今回片側はうまくロックナットを外せましたが、もう片側は固着が激しく諦めました。もし両側のロックナットを緩めた場合は、組み上げる時に車軸の中心にハブが来るよう注意が必要だそうです。
玉押しを取って車軸を抜くとベアリングボールが見えるようになります。ボールの数と状態を確認。今回はグリスにくっついてボールは落ちませんでしたが、車軸を抜くとバラバラ落ちることもあるようなのでトレーの上でやりましょう。
写真じゃ良くわかりませんが、グリスは結構残っておりゴミや水分の侵入も少なく予想したより良い状態でした。前ユーザーが一度もメンテしてなかったとすると室内保管で何万キロも走ってないのではないかと思います。
左右のボールを落とします。マイナスドライバーでウリウリ落としました。左右それぞれ10個でした。
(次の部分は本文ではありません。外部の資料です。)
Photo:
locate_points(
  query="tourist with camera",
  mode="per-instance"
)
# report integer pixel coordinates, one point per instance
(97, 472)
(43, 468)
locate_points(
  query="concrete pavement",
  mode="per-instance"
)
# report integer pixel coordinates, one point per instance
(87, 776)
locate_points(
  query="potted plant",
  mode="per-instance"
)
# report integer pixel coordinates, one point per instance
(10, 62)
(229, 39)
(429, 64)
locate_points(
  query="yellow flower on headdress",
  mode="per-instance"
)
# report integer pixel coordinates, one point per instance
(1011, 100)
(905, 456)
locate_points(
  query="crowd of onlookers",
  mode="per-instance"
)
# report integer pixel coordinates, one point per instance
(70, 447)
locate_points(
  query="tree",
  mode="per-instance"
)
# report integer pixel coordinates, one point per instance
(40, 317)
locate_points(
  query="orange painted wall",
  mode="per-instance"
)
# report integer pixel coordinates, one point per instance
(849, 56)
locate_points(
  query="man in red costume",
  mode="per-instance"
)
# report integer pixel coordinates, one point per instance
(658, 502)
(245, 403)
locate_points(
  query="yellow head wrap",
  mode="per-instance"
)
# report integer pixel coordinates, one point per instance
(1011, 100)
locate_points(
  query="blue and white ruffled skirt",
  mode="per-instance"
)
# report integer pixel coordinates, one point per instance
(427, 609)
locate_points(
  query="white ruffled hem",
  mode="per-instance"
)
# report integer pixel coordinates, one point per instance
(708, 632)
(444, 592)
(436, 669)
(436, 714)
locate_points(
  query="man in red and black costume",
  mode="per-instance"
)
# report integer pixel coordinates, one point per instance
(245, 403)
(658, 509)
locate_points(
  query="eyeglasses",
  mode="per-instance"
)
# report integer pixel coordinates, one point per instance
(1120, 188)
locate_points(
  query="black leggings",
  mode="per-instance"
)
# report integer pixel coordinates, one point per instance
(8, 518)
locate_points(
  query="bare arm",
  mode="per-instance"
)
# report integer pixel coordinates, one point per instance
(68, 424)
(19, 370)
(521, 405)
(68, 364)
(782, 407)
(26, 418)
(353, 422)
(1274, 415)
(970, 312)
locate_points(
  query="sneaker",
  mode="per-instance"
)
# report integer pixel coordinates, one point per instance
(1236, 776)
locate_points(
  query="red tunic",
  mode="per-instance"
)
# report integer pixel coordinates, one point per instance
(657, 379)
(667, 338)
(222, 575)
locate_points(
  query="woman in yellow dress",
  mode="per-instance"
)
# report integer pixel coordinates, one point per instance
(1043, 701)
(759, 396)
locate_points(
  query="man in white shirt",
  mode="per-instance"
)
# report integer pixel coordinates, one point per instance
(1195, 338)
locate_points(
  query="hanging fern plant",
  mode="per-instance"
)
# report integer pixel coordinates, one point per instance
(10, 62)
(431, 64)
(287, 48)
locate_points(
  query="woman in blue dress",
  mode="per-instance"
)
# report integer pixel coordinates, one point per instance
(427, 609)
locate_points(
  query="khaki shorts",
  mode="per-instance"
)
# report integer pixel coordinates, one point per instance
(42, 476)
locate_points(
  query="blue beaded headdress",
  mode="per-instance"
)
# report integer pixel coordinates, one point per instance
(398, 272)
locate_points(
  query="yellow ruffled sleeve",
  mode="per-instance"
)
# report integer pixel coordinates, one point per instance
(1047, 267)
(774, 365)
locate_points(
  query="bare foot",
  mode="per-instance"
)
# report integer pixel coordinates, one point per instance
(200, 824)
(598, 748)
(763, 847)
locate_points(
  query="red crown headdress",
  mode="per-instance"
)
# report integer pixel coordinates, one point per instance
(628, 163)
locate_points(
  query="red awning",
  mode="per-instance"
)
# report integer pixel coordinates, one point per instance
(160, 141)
後述しますが、左右のボールを混ぜてしまったのはまずかったと思います。
トレー上で取り外した各部品をパーツクリーナで洗浄します。
今写真を見て気付きましたが、ボールの径は同じのようですが半分は色が若干異なります。左右での劣化状況の違いでは ? ボールの摩耗状況により左右で径が微妙に異なってしまっていることも容易に想像出来ます。左右のボールを混ぜると良くないですね。
ベアリングハウス内のグリースをパーツクリーナーでしっかり落としてからデュラグリス(別にデュラでなくとも良いです)を塗り、ボールを取り付けます。ボールの上からもたっぷりグリスを塗布。
後は、他のパーツにもグリスを塗布して、外したのと逆順で組み上げれば OK。玉押しのような接触・可動部位にはたっぷりとグリスを、車軸やクイックは防錆目的なのでそれなりの量の塗布で大丈夫でしょう。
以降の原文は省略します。